4.8. Biomechanical Test
The bone–patellar tendon–bone composite was isolated after ultrasound imaging. The sample was kept moist with 0.9% saline during the experiment. The composite was fixed onto a tensile testing machine with two clamps (Instron Electropuls E3000, High Wycombe, Bucks HP12 3SY, UK), with the proximal patellar secured by the upper clamp and the shaft and tibial plateau fixed by the lower clamp. A piece of sandpaper was placed between the sample and the clamp to increase friction. The sample was preloaded to 0.02 N. After preconditioning (5 cycles, maximal displacement of 0.1 mm, 0.03 mm/s), the sample was pulled to failure at a testing speed of 0.3 mm/s using a 50 N load cell. The load–displacement curve and the failure mode of the injured tendon tissue were recorded. The ultimate load (N) was read by the load–displacement curve. The ultimate stress (MPa) was calculated as the ultimate load divided by the tendon cross-sectional area. The stiffness (N/mm) was the slope of the linear region at 35–60% of load-displacement curve. The maximum Young’s modulus (MPa) was calculated from the linear slope of the stress–strain curve. The second author performed all the assessments, and the same assessment for different groups at the same time points were performed on the same day to reduce bias. Statistical data analysis was performed by the first author, who was not involved in the assessment.

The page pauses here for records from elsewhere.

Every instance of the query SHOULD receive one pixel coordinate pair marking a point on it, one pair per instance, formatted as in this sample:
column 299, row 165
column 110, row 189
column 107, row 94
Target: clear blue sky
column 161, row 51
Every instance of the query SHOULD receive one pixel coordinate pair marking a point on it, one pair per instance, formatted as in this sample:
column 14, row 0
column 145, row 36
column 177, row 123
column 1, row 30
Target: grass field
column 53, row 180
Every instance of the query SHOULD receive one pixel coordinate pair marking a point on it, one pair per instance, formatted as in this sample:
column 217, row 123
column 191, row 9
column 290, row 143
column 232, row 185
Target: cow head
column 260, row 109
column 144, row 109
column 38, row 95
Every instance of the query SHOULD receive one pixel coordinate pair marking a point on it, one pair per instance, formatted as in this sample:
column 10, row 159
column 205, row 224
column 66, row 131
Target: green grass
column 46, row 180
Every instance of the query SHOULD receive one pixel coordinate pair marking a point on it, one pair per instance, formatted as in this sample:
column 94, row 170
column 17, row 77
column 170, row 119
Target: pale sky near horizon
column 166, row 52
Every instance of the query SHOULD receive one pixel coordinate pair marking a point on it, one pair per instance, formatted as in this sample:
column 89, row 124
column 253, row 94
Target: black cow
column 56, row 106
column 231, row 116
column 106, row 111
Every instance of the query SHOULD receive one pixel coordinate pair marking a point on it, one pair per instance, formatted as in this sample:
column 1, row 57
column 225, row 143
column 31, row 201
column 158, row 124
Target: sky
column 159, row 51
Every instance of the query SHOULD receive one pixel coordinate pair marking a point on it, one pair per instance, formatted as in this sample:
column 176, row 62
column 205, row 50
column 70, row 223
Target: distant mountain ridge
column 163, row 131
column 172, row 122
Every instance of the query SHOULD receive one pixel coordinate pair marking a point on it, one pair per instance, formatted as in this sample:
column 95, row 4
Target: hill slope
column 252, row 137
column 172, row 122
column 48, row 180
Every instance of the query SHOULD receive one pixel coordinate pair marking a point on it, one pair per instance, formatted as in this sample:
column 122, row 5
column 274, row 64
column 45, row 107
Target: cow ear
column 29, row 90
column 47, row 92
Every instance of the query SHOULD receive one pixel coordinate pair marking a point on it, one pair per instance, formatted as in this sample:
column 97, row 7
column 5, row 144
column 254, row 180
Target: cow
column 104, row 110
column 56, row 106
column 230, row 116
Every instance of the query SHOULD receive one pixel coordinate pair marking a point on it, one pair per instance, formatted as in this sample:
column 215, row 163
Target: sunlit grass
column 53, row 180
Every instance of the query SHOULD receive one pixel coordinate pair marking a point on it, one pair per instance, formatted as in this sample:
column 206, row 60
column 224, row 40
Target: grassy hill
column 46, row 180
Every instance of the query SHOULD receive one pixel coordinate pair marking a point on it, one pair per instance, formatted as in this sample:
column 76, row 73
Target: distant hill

4.9. Sample Size Calculation
Ultimate stress at week 8 was used as the primary outcome for sample size calculation. The ultimate stress of the saline group was 56.0 ± 4.4 MPa. At α = 0.05; 1 − β = 0.90, 15 animals per group were required to detect 10% decrease in ultimate stress, which was clinically significant.
4.10. Data Analysis
All animals were included in data analyses. The quantitative and semiquantitative data are presented in boxplots or bar charts. For data presented in boxplots, the box length represents the difference between 25th and 75th percentiles. The horizontal line inside the box represents the median. The whiskers represent the largest and lowest values of the dataset that are not outliners or extreme values. The “o” outside the box represents outlier with the value between 1.5 and 3 box-lengths from the 75th percentile or 25th percentile. “*” represents extreme value with the value more than 3 box-lengths from the 75th percentile or 25th percentile. The bar chart shows the mean ± standard deviation (SD) of the dataset. The comparison of two independent groups was performed by Mann-Whitney U-test The comparison of more than two independent groups was performed by means of the Kruskal–Wallis test, followed by post hoc pairwise comparison with the use of the Mann–Whitney U-test. ΔLII was compared between groups using Mann–Whitney U-test and between week 2 and week 8 using Wilcoxon signed-rank test. All the data analysis was performed using SPSS software (version 26.0). p < 0.05 was regarded as statistically significant.